Cem Akaş’ın Tekerleksiz Bisikletler'de ilk kez kitaplaşan öykülerinin ortak noktası da işte bu: bilinçli "eksiltme’ler içermeleri. Bir öykü kısa eylem cümlelerinden kurulmuş, nerdeyse hiç sıfat ve zarf içermiyor. Bir başkası bir graffiticinin yaşadıklarını ele alıyor, kahramanın hızlı yaşamına uygun olarak cümlelerin son sözcüğü yok. Biri dünyaca tanınmış bir şiirin çok farklı bir kahramanın diliyle, söylemiyle düzyazı olarak yenidenyazımı. Bir başkası bir sınırın iki tarafına geçişlerden oluşuyor: Ama hangi tarafa? Bir öykü, okurun gözünden anlatıldı - tam böyle. Kimi öyküler bilinen roman kahramanlarının “duygu anıları"nı bağışladığı bir kütüphanenin raflarını oluşturuyor. Kimileri “kısa, çok kısa” ama beklenmedik ölçüde yoğun fotoğraf okumaları. Kimi de bir romanın serbest yenidenyazımı... 
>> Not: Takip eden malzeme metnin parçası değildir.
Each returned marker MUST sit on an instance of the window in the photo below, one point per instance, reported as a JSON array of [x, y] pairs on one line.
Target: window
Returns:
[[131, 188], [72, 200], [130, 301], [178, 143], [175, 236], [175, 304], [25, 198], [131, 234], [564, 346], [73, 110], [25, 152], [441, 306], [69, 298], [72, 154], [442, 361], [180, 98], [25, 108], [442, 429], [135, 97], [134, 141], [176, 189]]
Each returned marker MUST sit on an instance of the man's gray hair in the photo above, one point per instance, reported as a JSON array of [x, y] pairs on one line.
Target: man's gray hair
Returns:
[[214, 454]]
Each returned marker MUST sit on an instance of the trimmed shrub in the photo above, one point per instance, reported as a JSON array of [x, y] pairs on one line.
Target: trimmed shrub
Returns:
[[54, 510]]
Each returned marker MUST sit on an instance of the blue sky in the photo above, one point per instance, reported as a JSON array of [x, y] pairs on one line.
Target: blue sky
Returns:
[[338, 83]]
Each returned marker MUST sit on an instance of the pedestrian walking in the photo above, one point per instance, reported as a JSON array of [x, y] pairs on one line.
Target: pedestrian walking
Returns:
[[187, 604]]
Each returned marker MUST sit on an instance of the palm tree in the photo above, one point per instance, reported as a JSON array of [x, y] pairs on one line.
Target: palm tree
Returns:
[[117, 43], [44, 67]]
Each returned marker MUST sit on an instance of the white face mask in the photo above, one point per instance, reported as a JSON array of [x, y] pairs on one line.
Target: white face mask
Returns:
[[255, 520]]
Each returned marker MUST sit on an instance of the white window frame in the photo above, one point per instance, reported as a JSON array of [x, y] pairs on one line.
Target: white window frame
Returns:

Kıssadan hisse: “Bir kitabın adı ‘Tekerleksiz Bisikletler’ olabilir ama kitapta bir kez olsun tekerlekli ya da tekerleksiz bisikletlerden söz edilmeyebilirdi; yine de kitap, ancak bu başlıkla bütünlüğe kavuşabilir, gerçek anlamını bu sayede, gökyüzünde uçan, tekerlekler yerine kanatları olan ve eksik tekerleklerini asla aramayan, hatta tekerleklerin gereksizliğini kanıtlayan bu imge sayesinde kazanabilirdi.”